El orondo mesonero rió a carcajadas mientras su abultado papo oscilaba al compás de su risa colgando en flácidos y rugosos pliegues de su grasiento cuello. Era el típico aspirante a gracioso, cobarde y servil con los poderosos y abusivo y cruel con sus subordinados, un saco de grasa y de mierda al que le rebanaría el cuello sin sentir el menor remordimiento.
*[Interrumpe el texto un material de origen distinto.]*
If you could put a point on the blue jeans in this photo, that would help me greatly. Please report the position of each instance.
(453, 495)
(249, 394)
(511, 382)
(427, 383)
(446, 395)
Para atender al reclutamiento de los mercenarios se habían habilitado unas oficinas en un cuartel del ejército palmireno construido en la zona norte de la ciudad, adosado por el interior a las nuevas murallas levantadas por orden de Odenato, muy cerca del palacio del gobernador. El cuartel consistía en un amplio espacio de planta cuadrada, en cuyo centro se abría un enorme claustro que servía a la vez de palestra para los ejercicios a pie con la espada y la lanza y de patio de armas; bajo uno de los pórticos laterales, decenas de jóvenes se alineaban ante unas rudas mesas de madera sobre las que tres anodinos escribas iban anotando en sendos registros a los impacientes candidatos a ingresar en el ejército de Palmira.

Varios guardias equipados con corazas y armados con largas pértigas de madera dura y flexible intentaban mantener el orden y procuraban, a golpes si era necesario, que los inquietos reclutas que esperaban para ser alistados no causaran demasiados tumultos.